The President, Rotary Club of Ikeja, Rotarian Sola Akinsiku tells journalists that the Club supports various communities in education, infrastructure, health, poverty alleviation, among others, but that they employ needs-based assessment in these interventions. During a special session with journalists, the president also explained how the Club funds its projects. Bennett Oghifo reports
How does Rotary Club Ikeja identify communities to assist?
We intervene in areas of focus that must be in our own immediate community. Every week, we have something to do. Like today (the press conference), what we just did is in line with the expectation of Rotary International. From time to time, we speak with the media so that we can use the platform to enlighten the public about Rotary. As I said, the very first meeting that we had, the first Monday of July 2022 we held the first poverty alleviation and economic development programme.
Do you have to be invited to carry out the needs assessment?
Now, there are two major platforms. Number 1, we have communities such as the Ipodo community, Ikeja community, Opebi community, and so some of these needs are the needs that we see. This month is a month of environment, water, sanitation and this time next week, we will be donating some items to Ipodo market – sanitation materials. You can take that one for granted that they would need them. We also receive a number of invitations for interventions regularly from communities, colleges, hospitals even individuals. We may not be able to meet all the requirements, but as far as we can go, the best we can do, we do. We receive a number of invitations for intervention regularly. They come to us and say they need a toilet, but sometimes we go to them and say we’re Rotary, three years ago we gave you a borehole, so this year, how may we be of help?

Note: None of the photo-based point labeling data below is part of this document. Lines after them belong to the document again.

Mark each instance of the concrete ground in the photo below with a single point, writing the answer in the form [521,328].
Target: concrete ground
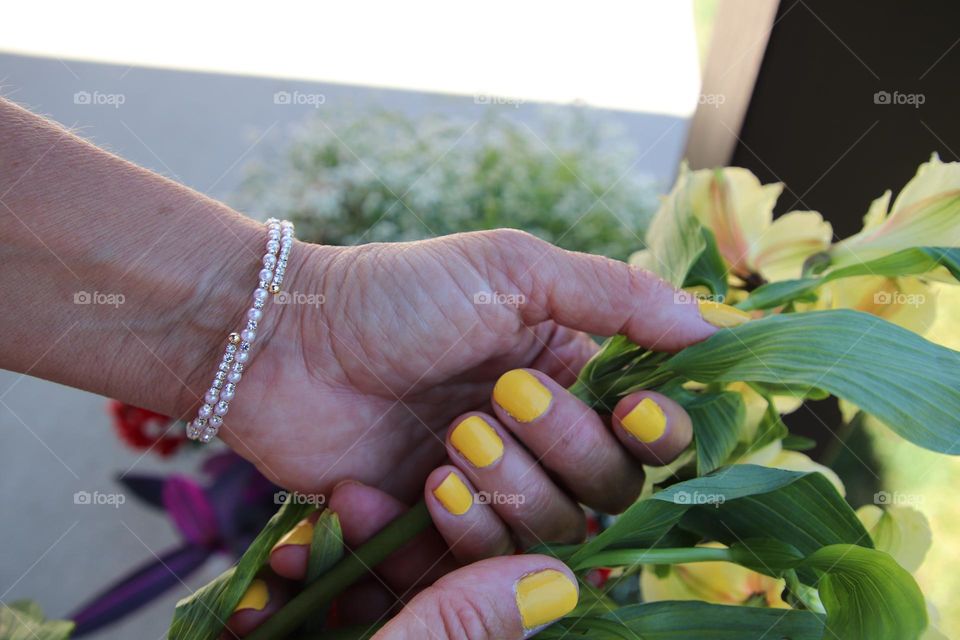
[198,129]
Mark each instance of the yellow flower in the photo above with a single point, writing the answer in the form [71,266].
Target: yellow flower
[775,456]
[925,214]
[909,302]
[718,582]
[739,211]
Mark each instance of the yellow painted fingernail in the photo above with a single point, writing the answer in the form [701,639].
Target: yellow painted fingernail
[454,495]
[545,596]
[256,596]
[646,422]
[722,315]
[477,441]
[300,534]
[522,395]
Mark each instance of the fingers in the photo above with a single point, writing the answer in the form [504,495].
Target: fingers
[592,293]
[496,598]
[568,438]
[513,486]
[514,473]
[470,527]
[654,428]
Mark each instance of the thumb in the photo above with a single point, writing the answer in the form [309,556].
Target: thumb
[505,597]
[596,294]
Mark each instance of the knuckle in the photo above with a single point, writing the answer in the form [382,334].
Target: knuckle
[460,617]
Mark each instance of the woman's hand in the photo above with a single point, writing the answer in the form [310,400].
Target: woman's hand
[381,346]
[514,479]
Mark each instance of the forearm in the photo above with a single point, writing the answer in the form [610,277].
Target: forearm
[114,279]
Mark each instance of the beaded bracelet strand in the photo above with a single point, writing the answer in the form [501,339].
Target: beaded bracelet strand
[237,353]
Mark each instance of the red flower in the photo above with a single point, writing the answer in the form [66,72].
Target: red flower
[145,429]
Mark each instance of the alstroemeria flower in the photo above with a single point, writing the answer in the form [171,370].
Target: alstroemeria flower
[925,214]
[739,211]
[717,582]
[909,302]
[775,456]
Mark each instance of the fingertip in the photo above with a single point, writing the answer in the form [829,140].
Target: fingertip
[654,428]
[290,555]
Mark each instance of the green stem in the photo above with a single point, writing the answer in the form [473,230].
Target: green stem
[626,557]
[351,568]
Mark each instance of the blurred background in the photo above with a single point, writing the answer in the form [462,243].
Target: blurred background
[375,121]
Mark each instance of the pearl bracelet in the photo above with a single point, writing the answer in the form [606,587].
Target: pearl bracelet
[237,353]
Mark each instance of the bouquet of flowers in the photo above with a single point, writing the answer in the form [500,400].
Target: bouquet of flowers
[744,536]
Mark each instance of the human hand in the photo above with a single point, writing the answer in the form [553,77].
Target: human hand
[410,335]
[493,494]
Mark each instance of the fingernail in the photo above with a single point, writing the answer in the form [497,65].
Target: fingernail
[522,395]
[300,534]
[454,495]
[646,422]
[477,441]
[256,596]
[722,315]
[545,596]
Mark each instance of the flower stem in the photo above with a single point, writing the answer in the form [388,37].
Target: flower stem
[351,568]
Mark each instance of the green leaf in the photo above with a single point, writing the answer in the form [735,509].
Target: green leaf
[867,595]
[674,239]
[24,620]
[326,547]
[768,556]
[910,384]
[746,501]
[695,620]
[794,442]
[733,504]
[202,615]
[914,261]
[717,420]
[709,270]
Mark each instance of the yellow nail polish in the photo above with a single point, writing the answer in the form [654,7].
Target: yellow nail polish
[256,596]
[477,441]
[646,422]
[522,395]
[545,596]
[300,534]
[454,495]
[722,315]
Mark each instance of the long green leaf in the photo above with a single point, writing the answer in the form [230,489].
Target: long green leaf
[674,239]
[867,595]
[717,419]
[694,620]
[913,261]
[737,503]
[24,620]
[910,384]
[202,615]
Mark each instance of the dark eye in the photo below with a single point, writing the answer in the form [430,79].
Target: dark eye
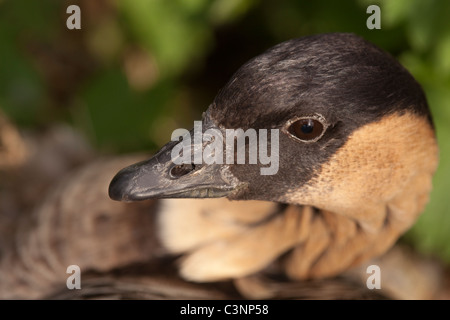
[307,129]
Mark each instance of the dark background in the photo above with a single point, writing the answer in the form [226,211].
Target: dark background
[139,69]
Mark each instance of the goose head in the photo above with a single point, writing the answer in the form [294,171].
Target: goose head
[355,135]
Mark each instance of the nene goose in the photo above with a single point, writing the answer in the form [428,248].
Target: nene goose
[357,152]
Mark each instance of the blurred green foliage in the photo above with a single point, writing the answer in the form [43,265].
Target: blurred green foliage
[138,69]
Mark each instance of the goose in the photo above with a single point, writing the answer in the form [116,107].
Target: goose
[357,153]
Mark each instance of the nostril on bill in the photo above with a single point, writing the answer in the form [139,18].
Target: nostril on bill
[181,170]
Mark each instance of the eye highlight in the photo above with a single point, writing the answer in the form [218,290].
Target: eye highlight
[308,129]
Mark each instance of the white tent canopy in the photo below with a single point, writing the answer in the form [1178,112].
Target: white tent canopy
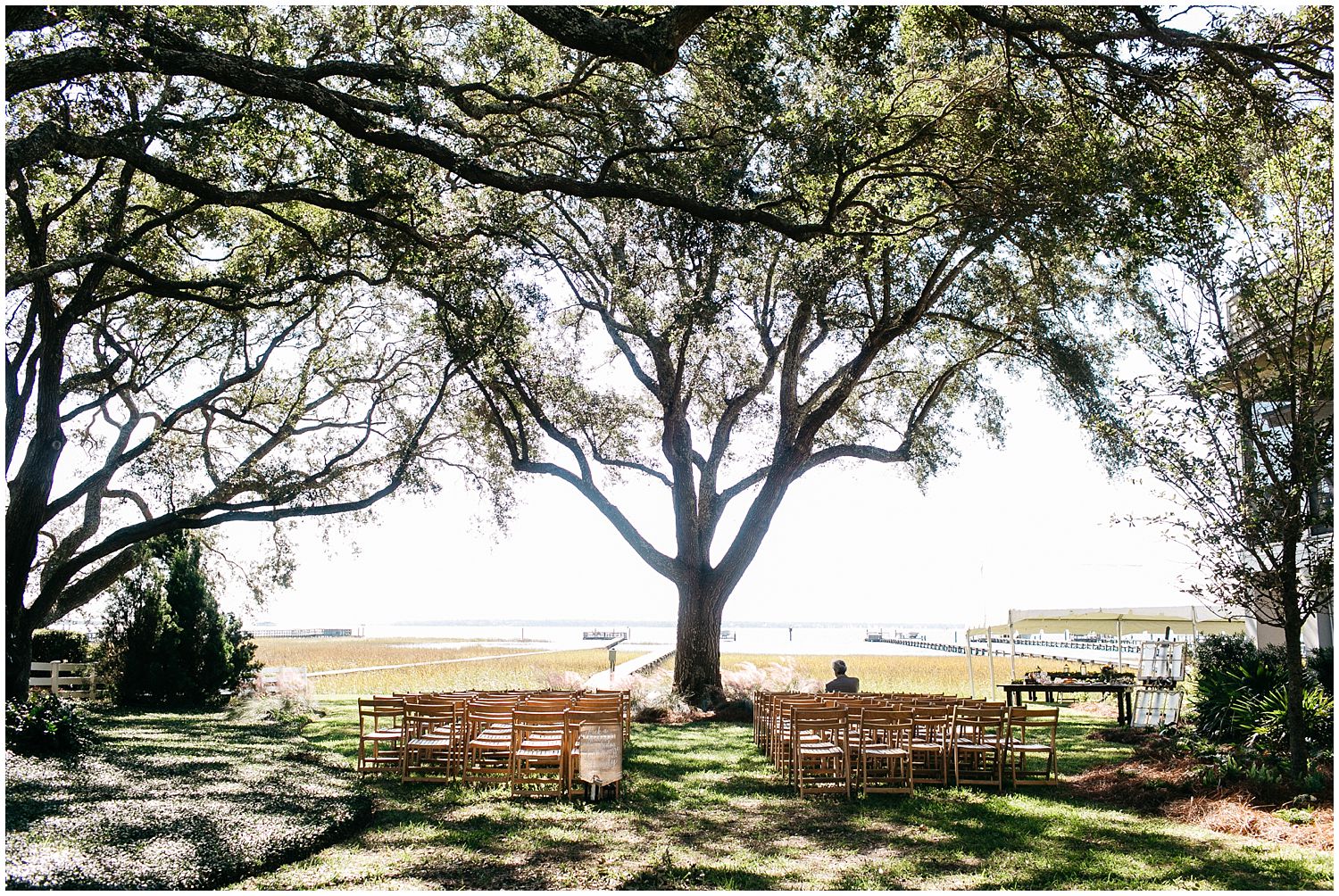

We made a donation of almost a million Naira worth of items to the Nigeria Airforce Officers Wives Association (NAFOWA), which has an institute for vocational studies where we train people in all kinds of trades. We donated some sewing machines, we donated some hair dryers, even cake making products. They came here and we donated these items to them. When the graduates were rounding off, we were there to present the items to them. We are also regularly interested in education. We have two schools that we have adopted, the Ikeja Junior High School and Opebi Primary School for primary education. At the Opebi Primary School, we made donations of books and writing materials, dictionaries and the text they used for nutrition. This year we donated some to them.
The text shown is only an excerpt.